Al aplicar las reglas de estabilidad financiera, se reduce el gasto público, lo cual disminuye tanto el gasto en consumo como en inversiones en infraestructuras y en los servicios que son esenciales para favorecer el emprendizaje y la creación de riqueza productiva. Los datos en este sentido son abrumadores: precisamente porque Italia aplicó con más ahínco las reglas de austeridad de Maastricht, la demanda interna de su economía aumentó muy poco de 1992 a 2028, sólo un 7%, frente al incremento del 33% de la francesa y del 29% de la alemana. Pero eso no fue todo. Con la menor productividad que generan los salarios más bajos, con menos inversión empresarial y con un gasto público tan recortado, las empresas exportadoras también se resienten. Los bajos salarios permiten que se mantengan las empresas menos productivas y la menor y más antigua capacidad productiva del capital asistente, la menor investigación básica y el insuficiente apoyo del sector público hacen que la capacidad exportadora termine también perjudicada, y eso fue lo que pasó a Italia.

La política impuesta desde Europa no sólo reduce el gasto público sino que debilita a todos los motores de la economía y eso termina por frenar su crecimiento y produciendo el efecto paradójico de que, en lugar de disminuir la deuda lo que hacen es aumentarla. No puede ser de otro modo cuando se taponan las fuentes de alimentación de la actividad económica. El Ministerio de Finanzas italiano mostró que sólo de 2012 a 2015 la política de recorte de gasto provocó una caída del 5% en el PIB y del 10% en la inversión.

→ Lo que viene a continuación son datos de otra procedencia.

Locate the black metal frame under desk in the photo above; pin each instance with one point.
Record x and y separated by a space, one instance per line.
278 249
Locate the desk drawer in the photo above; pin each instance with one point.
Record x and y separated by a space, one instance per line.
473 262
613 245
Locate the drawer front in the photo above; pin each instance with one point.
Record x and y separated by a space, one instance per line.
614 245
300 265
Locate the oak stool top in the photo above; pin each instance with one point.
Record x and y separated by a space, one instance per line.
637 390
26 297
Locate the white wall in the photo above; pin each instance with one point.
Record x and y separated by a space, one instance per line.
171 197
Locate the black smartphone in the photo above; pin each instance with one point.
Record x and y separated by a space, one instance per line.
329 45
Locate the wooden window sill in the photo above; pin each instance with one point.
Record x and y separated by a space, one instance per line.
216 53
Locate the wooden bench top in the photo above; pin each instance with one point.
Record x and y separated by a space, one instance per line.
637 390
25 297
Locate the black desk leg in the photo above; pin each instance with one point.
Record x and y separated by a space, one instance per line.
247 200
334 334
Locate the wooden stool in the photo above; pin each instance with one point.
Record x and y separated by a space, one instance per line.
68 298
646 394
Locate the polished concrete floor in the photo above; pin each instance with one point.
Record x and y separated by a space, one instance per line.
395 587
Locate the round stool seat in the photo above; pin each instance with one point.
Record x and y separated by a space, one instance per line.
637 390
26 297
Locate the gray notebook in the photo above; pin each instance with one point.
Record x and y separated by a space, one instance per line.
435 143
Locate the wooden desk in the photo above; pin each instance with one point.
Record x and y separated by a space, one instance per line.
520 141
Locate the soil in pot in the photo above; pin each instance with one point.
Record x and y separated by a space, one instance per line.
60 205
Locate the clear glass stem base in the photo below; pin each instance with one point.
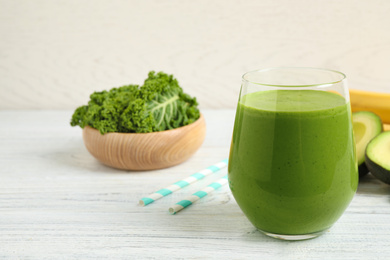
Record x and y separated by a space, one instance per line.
293 237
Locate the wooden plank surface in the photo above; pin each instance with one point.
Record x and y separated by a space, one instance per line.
57 202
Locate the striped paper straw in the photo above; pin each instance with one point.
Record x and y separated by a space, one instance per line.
183 183
198 195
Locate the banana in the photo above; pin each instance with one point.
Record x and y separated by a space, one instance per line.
379 103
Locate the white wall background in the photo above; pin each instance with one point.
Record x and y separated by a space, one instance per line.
53 54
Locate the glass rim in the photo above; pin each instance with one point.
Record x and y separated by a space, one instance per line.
294 86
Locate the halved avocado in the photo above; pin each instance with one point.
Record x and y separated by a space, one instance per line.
378 157
366 125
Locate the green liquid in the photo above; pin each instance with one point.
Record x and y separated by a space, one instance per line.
292 166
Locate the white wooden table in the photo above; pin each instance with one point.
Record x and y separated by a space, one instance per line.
58 202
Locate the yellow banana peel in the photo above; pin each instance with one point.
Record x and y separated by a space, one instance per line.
379 103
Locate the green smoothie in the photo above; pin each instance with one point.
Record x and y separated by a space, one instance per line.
292 166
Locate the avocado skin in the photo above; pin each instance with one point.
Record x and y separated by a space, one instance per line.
378 171
363 170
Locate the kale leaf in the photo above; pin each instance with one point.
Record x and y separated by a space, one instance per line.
159 104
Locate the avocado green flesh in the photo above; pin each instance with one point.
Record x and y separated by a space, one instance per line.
366 125
378 150
378 157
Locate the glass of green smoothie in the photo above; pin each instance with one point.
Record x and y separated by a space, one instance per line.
292 164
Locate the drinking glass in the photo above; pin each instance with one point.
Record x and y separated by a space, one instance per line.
292 164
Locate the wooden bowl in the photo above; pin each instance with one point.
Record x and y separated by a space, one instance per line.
145 151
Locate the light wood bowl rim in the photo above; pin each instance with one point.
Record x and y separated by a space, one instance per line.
97 145
155 133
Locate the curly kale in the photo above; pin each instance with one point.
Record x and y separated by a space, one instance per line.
159 104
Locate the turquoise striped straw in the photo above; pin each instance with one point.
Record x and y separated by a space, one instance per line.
183 183
198 195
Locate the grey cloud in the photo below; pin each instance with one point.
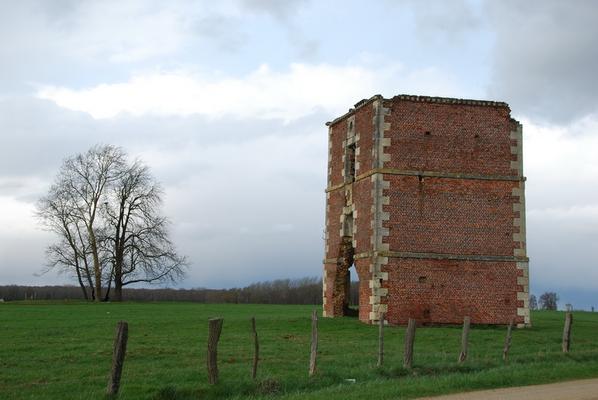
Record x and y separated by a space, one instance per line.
282 10
233 188
439 20
546 57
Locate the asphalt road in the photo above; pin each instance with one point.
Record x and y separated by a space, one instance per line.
573 390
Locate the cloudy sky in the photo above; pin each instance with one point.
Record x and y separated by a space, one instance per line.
226 102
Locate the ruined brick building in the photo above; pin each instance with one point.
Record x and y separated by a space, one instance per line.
426 200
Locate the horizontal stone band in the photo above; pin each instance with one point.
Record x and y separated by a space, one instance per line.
433 256
429 174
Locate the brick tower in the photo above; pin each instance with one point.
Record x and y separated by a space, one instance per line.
426 200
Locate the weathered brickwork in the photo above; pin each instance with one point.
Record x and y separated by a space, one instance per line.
426 198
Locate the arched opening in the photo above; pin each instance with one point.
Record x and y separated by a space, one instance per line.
352 309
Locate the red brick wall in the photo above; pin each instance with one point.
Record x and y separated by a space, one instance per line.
438 215
455 216
463 138
444 291
362 197
335 160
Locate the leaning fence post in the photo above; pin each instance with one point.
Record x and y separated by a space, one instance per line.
256 349
214 330
567 332
464 339
505 351
381 340
314 343
409 338
118 357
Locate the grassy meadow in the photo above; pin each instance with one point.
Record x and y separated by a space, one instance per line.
64 350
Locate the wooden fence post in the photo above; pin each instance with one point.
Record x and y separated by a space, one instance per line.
409 338
118 357
464 339
381 340
567 332
256 348
505 351
214 330
314 343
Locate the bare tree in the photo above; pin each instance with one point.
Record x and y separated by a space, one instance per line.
137 238
548 301
71 253
105 213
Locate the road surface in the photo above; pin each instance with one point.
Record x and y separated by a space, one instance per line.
573 390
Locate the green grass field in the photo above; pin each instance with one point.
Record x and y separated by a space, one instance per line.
64 350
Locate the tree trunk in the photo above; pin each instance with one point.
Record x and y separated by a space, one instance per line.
409 339
118 357
256 349
314 343
80 279
214 330
118 289
464 339
97 272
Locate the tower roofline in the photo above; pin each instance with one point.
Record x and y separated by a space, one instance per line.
421 99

Las reglas de Maastricht y las políticas sucesivas de la Unión Europea son una insensatez: buscan el mayor crecimiento y, sin embargo, obligan a llevar el freno pisado constantemente. Aunque nada de eso se hace gratuitamente. El aumento constante de la la deuda incrementa sin cesar el negocio de la banca y la acumulación de déficits estructurales en los países del sur aumenta los excedentes en los del norte.
Y eso no ha pasado sólo en Italia o en otros países del sur. El crecimiento del PIB per cápita de los cuatro grandes referentes del euro (Alemania, Bélgica Francia y Países bajos) fue de un reducido 1,24% de promedio entre 1992 y 2018, muy por debajo del registrado en las grandes economías fuera del euro, como Canadá, Estados Unidos, Noruega, Reino Unido o Suecia.

Italia es un ejemplo muy claro del daño que han hecho las políticas europeas y también una advertencia. Al concluir su trabajo, Servaas Storm escribía que mantener estas políticas conllevaba un riesgo: «un colapso de la estabilidad política y social».

Imagínense cómo será ese riesgo ahora, con la exigencia de mayor gasto que plantea la epidemia y con el absurdo empecinamiento de los líderes europeos que les impide cambiar la orientación de unas políticas cuyo fracaso está claramente demostrado, como en el caso de Italia.

Como dice Storm, la enfermedad de la economía italiana (y la de otras de la eurozona) se llama iatrogenia, la que produce el propio médico a su paciente. La seguiremos padeciendo mientras no se cambie por otro.